Cheney unyieldingly defended the Bush administration’s support for the Guantanamo Bay prison and coercive interrogation of terrorism suspects. 
And he asserted that President Obama will either backtrack on his stated intentions to end those policies or put the country at risk in ways more severe than most Americans — and, he charged, many members of Obama’s own team — understand. 
“When we get people who are more concerned about reading the rights to an Al Qaeda terrorist than they are with protecting the United States against people who are absolutely committed to do anything they can to kill Americans, then I worry,” Cheney said. 
The dire portrait Cheney painted of the country’s security situation was made even grimmer by his comments agreeing with analysts who believe this recession may be a once-in-a-century disaster. 
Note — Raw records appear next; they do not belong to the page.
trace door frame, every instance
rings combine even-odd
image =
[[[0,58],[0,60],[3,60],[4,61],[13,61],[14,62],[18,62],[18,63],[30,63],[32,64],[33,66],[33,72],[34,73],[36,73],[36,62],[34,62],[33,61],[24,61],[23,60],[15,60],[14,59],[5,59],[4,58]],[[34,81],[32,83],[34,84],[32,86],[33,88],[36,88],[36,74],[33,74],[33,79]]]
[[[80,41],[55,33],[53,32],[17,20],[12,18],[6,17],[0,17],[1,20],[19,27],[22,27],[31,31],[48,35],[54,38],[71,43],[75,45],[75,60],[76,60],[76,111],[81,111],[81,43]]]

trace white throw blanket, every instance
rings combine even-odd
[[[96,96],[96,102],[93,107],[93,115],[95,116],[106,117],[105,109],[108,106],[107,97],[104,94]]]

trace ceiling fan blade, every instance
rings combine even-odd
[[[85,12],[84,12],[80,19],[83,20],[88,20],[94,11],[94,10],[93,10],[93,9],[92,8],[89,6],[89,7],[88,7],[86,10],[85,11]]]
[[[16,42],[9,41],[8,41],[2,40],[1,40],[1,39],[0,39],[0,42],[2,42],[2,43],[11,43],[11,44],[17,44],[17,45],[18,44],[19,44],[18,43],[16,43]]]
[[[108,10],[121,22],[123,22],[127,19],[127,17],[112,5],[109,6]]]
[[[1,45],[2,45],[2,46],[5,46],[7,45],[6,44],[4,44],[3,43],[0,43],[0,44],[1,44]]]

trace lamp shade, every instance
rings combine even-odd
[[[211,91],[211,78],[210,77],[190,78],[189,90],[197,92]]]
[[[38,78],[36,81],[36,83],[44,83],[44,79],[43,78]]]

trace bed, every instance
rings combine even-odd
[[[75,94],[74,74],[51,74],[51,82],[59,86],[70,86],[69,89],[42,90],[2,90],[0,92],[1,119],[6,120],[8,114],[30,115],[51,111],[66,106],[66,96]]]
“It’s unlike anything I’ve ever seen,” Cheney said. “The combination of the financial crisis that started last year, coupled now with, obviously, a major recession, I think we’re a long way from having solved these problems.” 
The interview, less than two weeks after the Bush administration ceded power to Obama, found the man who is arguably the most controversial — and almost surely the most influential — vice president in U.S. history in a self-vindicating mood. 
He expressed confidence that files will some day be publicly accessible offering specific evidence that waterboarding and other policies he promoted — over sharp internal dissent from colleagues and harsh public criticism — were directly responsible for averting new Sept. 11-style attacks. 
Protecting the country’s security is “a tough, mean, dirty, nasty business,” he said. “These are evil people. And we’re not going to win this fight by turning the other cheek.” 

Nixonian in background and nature, Dick Cheney will not be remembered as a man who got much right during his career of failing up. But "tough, mean, dirty, nasty" would be an apt etching on his eventual Wyoming headstone.